OIT-induced changes in mitophagy, mitochondrial mass, and mitochondrial morphology in bEND.3 cells. (a) The localization of LC3B (autophagosome) and MitoTracker (mitochondria) was examined 0, 1, and 3 h after treatment with 25 μM OIT by confocal microscopy. Scale bar: 20 μm. Pearson’s correlation coefficient was calculated from three independent experiments using ImageJ software (n = 3). (b) LC3B-II protein levels were detected in the mitochondrial fraction 3 h after treatment with 25 μM OIT (n = 3). (c) Mitochondrial mass was examined 3 h after treatment with OIT by nonyl acridine orange (NAO) staining (n = 3). (d) Changes in mitochondrial morphology and autophagosome formation were detected 3 h after treatment with 5 and 25 μM OIT by TEM (n = 3). M, mitochondria; A, autophagosome; red arrow, swollen mitochondria with distorted cristae; yellow box and yellow arrow, mitochondria-contained vesicle. Scale bar: 200 nm. Data are presented as mean ± SEM. * p < 0.05, ** p < 0.01 vs. CON (control).

Figure 5

Reversal effects of N-acetyl L-cysteine (NAC) against OIT-mediated effects on GSH level, cell viability, mitochondrial metabolic activity, and endothelial barrier function. (a–c) bEnd.3 cells were pre-treated with NAC for 2 h, and then, the media were replaced by OIT (25 μM)-containing media. (a) The level of reduced GSH was determined in cells 24 h after OIT treatment (n = 3). (b,c) The extent of (b) MTT reduction and (c) LDH release was measured in cells 24 h after OIT (25 μM) treatment (n = 3). (d) bEnd.3 cells were pre-treated with NAC for 1 h and incubated for an additional 1 h with assay media containing NAC during degassing.
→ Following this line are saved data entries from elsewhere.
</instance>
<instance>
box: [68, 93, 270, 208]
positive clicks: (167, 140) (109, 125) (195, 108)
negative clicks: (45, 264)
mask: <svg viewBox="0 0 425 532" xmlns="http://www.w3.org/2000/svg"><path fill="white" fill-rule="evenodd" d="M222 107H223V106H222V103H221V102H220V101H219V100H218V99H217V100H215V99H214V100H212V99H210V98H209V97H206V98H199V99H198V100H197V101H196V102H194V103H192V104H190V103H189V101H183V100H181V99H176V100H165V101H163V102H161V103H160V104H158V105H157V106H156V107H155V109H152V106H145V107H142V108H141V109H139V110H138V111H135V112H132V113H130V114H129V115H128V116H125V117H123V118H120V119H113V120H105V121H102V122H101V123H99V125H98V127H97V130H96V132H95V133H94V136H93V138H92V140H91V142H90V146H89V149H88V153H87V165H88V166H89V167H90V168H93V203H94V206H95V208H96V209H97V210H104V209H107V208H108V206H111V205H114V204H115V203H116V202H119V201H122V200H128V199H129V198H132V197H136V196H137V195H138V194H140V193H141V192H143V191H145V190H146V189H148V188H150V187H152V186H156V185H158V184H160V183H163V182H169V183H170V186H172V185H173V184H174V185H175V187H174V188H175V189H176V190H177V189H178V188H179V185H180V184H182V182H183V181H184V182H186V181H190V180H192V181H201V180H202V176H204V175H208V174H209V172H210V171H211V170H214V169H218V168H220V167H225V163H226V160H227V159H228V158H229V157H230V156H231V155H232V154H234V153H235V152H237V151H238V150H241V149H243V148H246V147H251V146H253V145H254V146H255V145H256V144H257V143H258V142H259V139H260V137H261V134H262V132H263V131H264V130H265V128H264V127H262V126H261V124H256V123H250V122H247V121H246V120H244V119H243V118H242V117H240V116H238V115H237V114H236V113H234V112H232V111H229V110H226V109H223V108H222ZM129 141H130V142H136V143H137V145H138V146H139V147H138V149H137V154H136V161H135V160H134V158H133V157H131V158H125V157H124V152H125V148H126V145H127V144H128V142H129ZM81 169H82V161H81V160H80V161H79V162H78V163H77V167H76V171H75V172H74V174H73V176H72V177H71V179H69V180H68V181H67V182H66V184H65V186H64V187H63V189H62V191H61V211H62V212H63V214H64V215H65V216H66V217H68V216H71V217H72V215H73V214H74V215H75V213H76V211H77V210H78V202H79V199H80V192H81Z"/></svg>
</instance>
OIT was then acutely injected into the cells. The profile of the OCR was plotted, and parameters for mitochondrial respiration were calculated (n = 3–4). (e,f) Measurement of (e) TEER and (f) FITC-dextran permeability was conducted in bEnd.3 cells 24 h after OIT (25 μM) treatment with or without NAC pre-treatment. Data are presented as mean ± SEM. * p < 0.05, ** p < 0.01 vs. CON (control); # p < 0.05, ## p < 0.01 vs. OIT-treated cells.